Dia juga menilai bahwa petugas pajak yang telah mendapat gaji besar tidak proaktif membuat program yang bisa meminimalisir tunggakan pajak itu. Bahkan, katanya, Gubernur DKI Jakarta dan petinggi lainnya mendapat upah pungut pajak yang cukup besar, namun perolehan penerimaan pajak tidak berbanding lurus dengan upah pungut tersebut.

"Kedua, faktor petugas pajak yang tidak gesit, tidak proaktif. Ketiganya pengawasan nggak ada di lapangan. Ketika petugas pajak melakukan pemungutan, tidak ada pemantauan," ucapnya.

Menurutnya, keringanan pajak dan penghapusan sanksi itu tidak akan berjalan efektif. Sebab, ucapnya, penunggak pajak yang seharusnya disanksi malah diberikan diskon atau keringanan pajak. Sementara wajib pajak yang taat tidak diapresiasi.

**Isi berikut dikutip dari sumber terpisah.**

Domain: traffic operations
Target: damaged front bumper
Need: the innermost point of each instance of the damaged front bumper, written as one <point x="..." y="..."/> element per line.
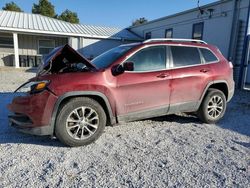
<point x="24" y="125"/>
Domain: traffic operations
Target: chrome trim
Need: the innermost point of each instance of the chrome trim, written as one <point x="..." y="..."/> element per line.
<point x="174" y="39"/>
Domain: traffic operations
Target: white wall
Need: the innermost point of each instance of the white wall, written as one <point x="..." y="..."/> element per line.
<point x="217" y="29"/>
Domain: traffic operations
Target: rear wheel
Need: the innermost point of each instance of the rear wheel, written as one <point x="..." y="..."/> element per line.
<point x="80" y="122"/>
<point x="213" y="106"/>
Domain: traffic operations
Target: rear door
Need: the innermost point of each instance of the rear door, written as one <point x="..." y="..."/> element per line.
<point x="189" y="78"/>
<point x="145" y="90"/>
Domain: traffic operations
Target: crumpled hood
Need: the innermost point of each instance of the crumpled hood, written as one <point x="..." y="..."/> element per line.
<point x="61" y="57"/>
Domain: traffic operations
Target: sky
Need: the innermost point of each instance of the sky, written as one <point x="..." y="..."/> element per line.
<point x="115" y="13"/>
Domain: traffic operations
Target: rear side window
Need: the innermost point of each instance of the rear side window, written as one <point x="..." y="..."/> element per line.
<point x="185" y="56"/>
<point x="149" y="59"/>
<point x="208" y="55"/>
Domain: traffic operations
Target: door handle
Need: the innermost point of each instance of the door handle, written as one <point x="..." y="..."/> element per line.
<point x="163" y="75"/>
<point x="204" y="70"/>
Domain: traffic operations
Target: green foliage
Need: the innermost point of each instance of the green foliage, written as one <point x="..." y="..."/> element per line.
<point x="44" y="7"/>
<point x="12" y="7"/>
<point x="139" y="21"/>
<point x="69" y="16"/>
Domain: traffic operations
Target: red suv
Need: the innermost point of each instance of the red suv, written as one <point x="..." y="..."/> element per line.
<point x="74" y="99"/>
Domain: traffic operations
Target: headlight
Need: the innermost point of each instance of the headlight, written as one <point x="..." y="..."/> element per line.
<point x="33" y="86"/>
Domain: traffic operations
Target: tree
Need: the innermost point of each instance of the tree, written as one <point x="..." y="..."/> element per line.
<point x="139" y="21"/>
<point x="12" y="7"/>
<point x="69" y="16"/>
<point x="44" y="7"/>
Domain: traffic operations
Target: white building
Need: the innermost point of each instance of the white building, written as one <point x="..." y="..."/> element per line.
<point x="223" y="23"/>
<point x="24" y="38"/>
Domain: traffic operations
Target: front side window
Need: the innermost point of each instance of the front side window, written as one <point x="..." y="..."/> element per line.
<point x="208" y="55"/>
<point x="169" y="33"/>
<point x="149" y="59"/>
<point x="185" y="56"/>
<point x="6" y="42"/>
<point x="46" y="46"/>
<point x="106" y="59"/>
<point x="198" y="31"/>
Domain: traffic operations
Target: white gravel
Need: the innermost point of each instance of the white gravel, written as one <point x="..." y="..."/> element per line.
<point x="173" y="151"/>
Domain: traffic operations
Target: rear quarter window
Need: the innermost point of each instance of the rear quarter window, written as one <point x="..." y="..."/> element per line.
<point x="208" y="55"/>
<point x="185" y="56"/>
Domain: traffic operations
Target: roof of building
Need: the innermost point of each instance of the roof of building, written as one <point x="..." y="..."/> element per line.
<point x="218" y="2"/>
<point x="35" y="23"/>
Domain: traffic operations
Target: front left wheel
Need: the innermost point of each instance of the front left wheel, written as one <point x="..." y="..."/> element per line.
<point x="80" y="122"/>
<point x="213" y="106"/>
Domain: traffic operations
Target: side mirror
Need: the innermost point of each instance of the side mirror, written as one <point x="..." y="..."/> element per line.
<point x="128" y="66"/>
<point x="119" y="69"/>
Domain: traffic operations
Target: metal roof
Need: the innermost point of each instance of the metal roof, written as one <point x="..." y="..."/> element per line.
<point x="35" y="23"/>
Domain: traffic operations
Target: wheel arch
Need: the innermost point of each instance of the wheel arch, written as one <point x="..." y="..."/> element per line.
<point x="98" y="96"/>
<point x="220" y="85"/>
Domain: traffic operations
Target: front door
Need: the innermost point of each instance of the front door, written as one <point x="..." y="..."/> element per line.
<point x="246" y="78"/>
<point x="191" y="74"/>
<point x="145" y="91"/>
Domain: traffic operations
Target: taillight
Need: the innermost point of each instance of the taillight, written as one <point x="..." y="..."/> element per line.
<point x="231" y="64"/>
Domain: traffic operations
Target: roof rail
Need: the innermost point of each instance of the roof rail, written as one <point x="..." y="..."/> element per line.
<point x="174" y="39"/>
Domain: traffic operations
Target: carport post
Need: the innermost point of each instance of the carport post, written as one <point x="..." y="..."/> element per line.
<point x="16" y="52"/>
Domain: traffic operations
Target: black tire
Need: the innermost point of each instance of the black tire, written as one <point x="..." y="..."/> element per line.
<point x="73" y="126"/>
<point x="211" y="111"/>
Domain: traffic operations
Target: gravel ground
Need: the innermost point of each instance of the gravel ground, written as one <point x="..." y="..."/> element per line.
<point x="173" y="151"/>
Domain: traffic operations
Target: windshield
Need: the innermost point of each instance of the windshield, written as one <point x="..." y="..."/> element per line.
<point x="107" y="58"/>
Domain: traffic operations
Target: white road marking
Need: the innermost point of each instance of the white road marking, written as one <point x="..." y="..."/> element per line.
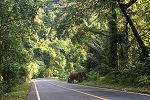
<point x="38" y="96"/>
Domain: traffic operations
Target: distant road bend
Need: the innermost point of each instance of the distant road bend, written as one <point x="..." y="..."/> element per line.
<point x="51" y="89"/>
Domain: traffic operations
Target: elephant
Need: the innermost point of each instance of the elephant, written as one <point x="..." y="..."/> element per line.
<point x="78" y="76"/>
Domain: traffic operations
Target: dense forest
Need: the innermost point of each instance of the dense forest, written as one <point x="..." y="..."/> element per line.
<point x="109" y="39"/>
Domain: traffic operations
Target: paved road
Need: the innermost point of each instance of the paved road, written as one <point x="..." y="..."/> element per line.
<point x="51" y="89"/>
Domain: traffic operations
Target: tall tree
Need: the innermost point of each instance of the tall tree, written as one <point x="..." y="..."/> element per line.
<point x="124" y="8"/>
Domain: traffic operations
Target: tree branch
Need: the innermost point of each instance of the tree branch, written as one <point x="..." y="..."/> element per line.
<point x="130" y="3"/>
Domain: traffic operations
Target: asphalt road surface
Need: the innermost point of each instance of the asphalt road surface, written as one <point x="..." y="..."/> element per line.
<point x="51" y="89"/>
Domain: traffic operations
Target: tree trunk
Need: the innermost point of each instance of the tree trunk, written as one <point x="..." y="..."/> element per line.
<point x="123" y="8"/>
<point x="113" y="30"/>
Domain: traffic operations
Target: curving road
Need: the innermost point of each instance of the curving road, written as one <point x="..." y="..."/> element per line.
<point x="51" y="89"/>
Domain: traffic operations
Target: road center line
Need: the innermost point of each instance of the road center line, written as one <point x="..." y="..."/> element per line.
<point x="38" y="96"/>
<point x="77" y="91"/>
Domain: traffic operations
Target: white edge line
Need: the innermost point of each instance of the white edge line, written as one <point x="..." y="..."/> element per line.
<point x="38" y="96"/>
<point x="143" y="94"/>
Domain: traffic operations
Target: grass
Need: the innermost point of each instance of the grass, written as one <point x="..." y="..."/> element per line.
<point x="118" y="87"/>
<point x="19" y="92"/>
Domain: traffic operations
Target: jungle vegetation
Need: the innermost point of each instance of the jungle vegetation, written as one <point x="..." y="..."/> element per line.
<point x="109" y="39"/>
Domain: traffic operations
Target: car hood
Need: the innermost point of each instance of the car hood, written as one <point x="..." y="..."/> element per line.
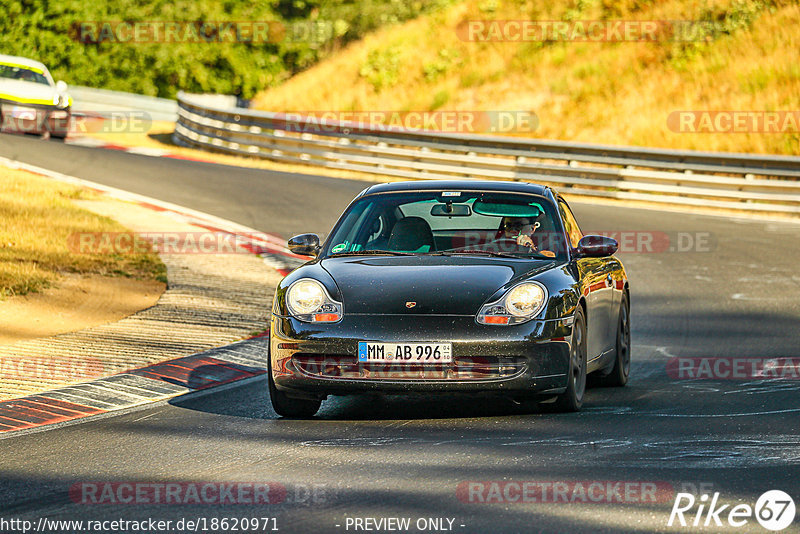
<point x="27" y="92"/>
<point x="442" y="285"/>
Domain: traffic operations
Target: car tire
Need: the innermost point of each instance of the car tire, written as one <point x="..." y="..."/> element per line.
<point x="618" y="376"/>
<point x="288" y="407"/>
<point x="572" y="399"/>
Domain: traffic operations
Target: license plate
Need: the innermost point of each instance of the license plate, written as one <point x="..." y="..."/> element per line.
<point x="19" y="112"/>
<point x="430" y="353"/>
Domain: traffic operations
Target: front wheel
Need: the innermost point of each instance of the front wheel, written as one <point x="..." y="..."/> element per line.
<point x="572" y="399"/>
<point x="288" y="407"/>
<point x="622" y="362"/>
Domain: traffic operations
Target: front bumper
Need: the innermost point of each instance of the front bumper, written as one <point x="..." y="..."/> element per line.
<point x="34" y="118"/>
<point x="313" y="359"/>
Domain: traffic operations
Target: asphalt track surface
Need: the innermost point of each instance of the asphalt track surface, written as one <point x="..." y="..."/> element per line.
<point x="382" y="457"/>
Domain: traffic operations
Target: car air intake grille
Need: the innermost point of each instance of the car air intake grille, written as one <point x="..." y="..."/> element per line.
<point x="462" y="368"/>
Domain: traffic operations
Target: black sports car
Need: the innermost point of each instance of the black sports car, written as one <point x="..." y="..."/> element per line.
<point x="450" y="286"/>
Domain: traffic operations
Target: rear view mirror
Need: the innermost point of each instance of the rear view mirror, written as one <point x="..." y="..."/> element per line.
<point x="451" y="210"/>
<point x="596" y="246"/>
<point x="305" y="244"/>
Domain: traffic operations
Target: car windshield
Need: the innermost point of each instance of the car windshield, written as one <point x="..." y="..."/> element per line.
<point x="16" y="72"/>
<point x="450" y="223"/>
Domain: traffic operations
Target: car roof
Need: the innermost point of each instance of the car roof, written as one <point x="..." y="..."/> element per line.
<point x="459" y="185"/>
<point x="22" y="62"/>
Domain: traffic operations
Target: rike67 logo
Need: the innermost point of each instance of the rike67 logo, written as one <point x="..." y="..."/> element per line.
<point x="774" y="510"/>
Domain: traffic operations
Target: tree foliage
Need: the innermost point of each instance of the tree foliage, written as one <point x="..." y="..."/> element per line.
<point x="50" y="31"/>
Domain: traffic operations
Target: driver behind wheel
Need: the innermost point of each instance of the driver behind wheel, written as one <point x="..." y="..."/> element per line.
<point x="521" y="230"/>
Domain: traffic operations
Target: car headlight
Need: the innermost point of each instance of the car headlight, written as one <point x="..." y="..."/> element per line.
<point x="522" y="303"/>
<point x="307" y="300"/>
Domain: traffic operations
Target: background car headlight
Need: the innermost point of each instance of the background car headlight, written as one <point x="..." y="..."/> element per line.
<point x="522" y="303"/>
<point x="307" y="300"/>
<point x="524" y="300"/>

"Penegakkan hukumnya lemah. Tidak jalan. Jadi, orang kena sanksi itu tidak jelas arahnya. Termasuk petugas pajak ketika di lapangan, apakah melaksanakan dengan baik tugasnya, itu sehingga masalah tunggakan pajak itu berulang-ulang. Di penghujung tahun selalu ada keringanan pajak," jelasnya.

Sosialisasi Pajak

Dia berharap, BPRD DKI Jakarta berkoordinasi dengan RT/RW secara terus menerus untuk menyosialisasikan program taat pajak. Dia juga meminta petugas pajak tidak tebang pilih dalam memungut pajak. Saat ini, katanya, masih ada wajib pajak besar yang diduga kongkalikong dengan oknum petugas pajak agar kewajiban membayar pajaknya tidak tertunaikan.

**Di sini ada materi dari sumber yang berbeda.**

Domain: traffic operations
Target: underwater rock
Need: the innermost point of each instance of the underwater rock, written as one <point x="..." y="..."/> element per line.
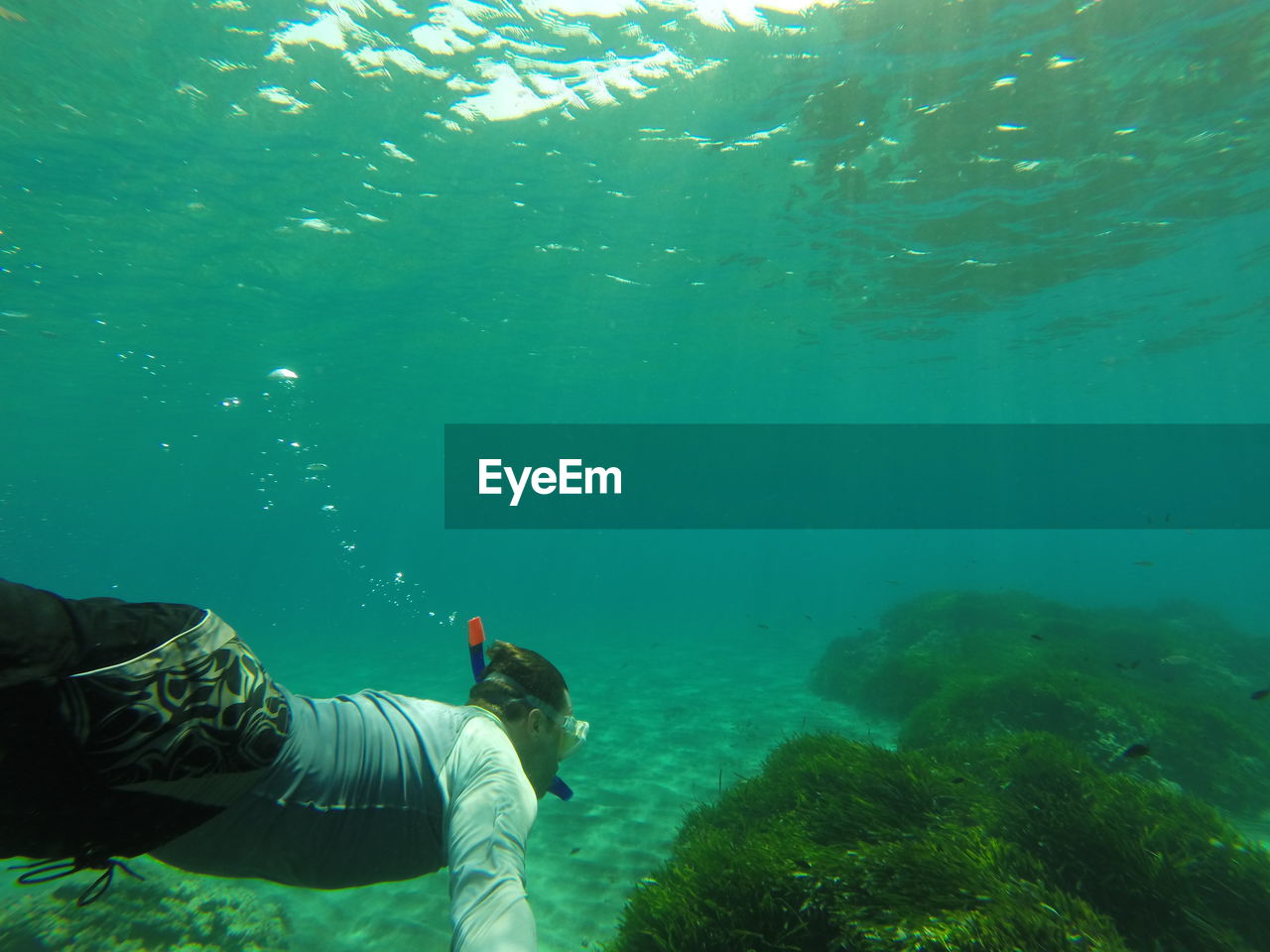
<point x="1012" y="844"/>
<point x="956" y="665"/>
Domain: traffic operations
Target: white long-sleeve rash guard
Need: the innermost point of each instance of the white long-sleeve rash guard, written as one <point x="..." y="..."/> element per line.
<point x="373" y="787"/>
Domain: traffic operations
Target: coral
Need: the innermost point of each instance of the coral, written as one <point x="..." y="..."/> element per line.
<point x="1014" y="844"/>
<point x="168" y="911"/>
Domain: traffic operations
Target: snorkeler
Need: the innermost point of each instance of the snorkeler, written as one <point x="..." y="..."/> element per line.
<point x="150" y="728"/>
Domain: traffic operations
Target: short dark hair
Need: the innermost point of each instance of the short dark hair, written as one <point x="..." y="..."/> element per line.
<point x="529" y="669"/>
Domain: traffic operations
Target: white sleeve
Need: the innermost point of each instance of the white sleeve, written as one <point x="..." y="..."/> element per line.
<point x="489" y="815"/>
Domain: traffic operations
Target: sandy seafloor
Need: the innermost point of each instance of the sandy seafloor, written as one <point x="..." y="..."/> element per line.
<point x="670" y="729"/>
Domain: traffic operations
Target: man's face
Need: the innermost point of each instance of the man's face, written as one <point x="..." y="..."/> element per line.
<point x="540" y="747"/>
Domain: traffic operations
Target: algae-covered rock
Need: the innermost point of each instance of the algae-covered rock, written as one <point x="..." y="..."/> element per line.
<point x="1178" y="679"/>
<point x="166" y="912"/>
<point x="1014" y="846"/>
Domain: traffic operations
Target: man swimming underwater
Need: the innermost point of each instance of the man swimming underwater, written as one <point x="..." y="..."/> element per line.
<point x="150" y="728"/>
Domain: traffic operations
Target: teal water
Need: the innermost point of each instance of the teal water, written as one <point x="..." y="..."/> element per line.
<point x="1046" y="212"/>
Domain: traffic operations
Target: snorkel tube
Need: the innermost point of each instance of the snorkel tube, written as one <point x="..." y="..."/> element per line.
<point x="476" y="653"/>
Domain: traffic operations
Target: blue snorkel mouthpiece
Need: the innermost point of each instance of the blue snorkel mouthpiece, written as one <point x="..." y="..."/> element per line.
<point x="476" y="654"/>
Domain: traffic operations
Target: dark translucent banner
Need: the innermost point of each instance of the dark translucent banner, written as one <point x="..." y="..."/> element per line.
<point x="776" y="476"/>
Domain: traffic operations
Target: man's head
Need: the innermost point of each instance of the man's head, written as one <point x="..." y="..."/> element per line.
<point x="529" y="694"/>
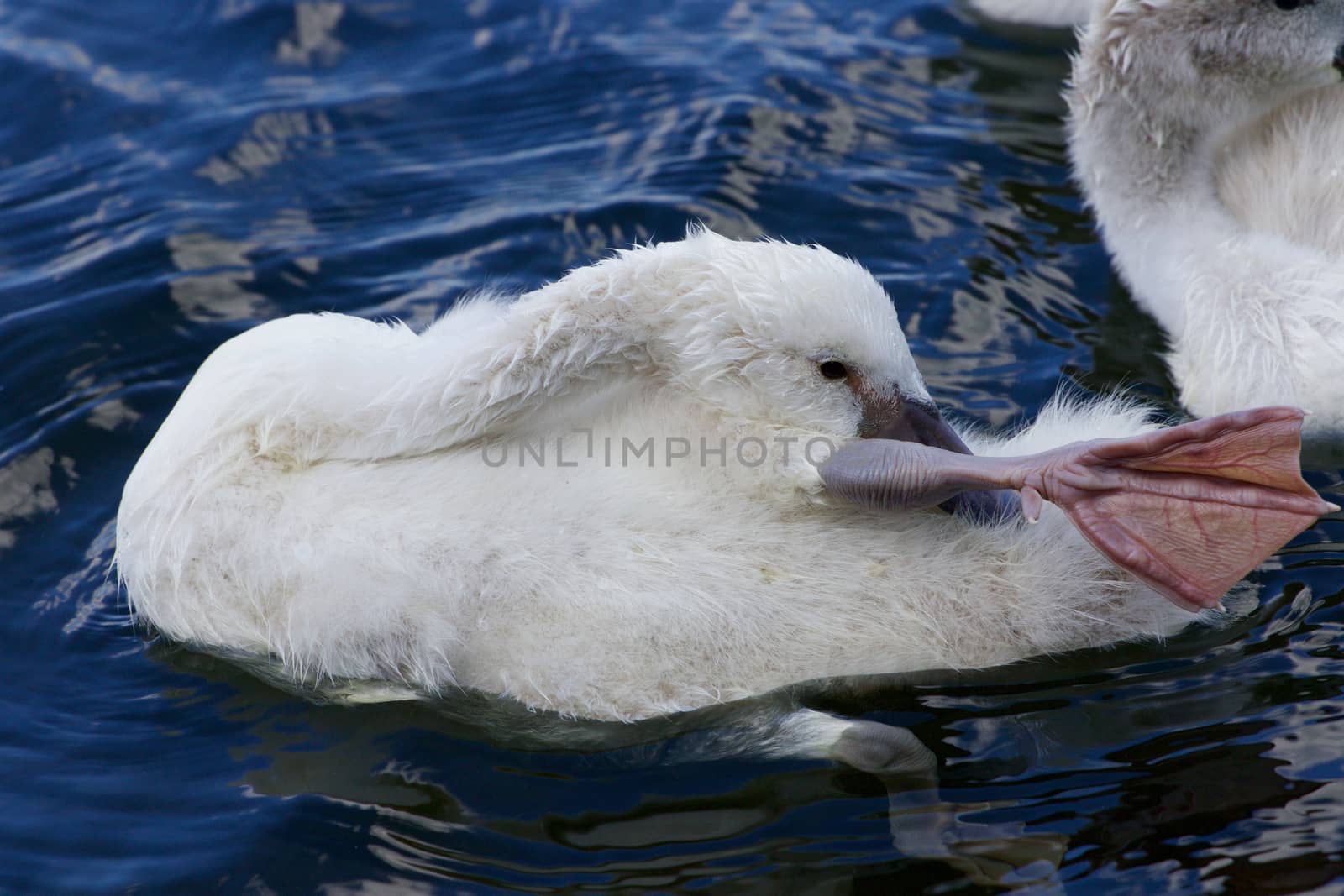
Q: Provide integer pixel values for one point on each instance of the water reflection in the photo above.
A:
(24, 492)
(218, 295)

"Ada beberapa wajib pajak yang kategori menengah ke bawah yang dikejar. Sedangkan orang menengah ke atas dibiarkan. Kita buktikan banyak sekali banyak mobil mewah, punya tunggakan juga. Sehingga terlihat ada diskriminasi, ketidakadilan, sehingga masyarakat enggan berpartisipasi membayar pajak," ungkapnya.

Menurut Trubus, Pemprov DKI Jakarta harus membuat sistem yang transparan untuk memudahkan masyarakat melihat hasil penggunaan pajak yang dibayarkannya. Hal ini diyakini bisa mendorong masyarakat untuk taat membayar pajak.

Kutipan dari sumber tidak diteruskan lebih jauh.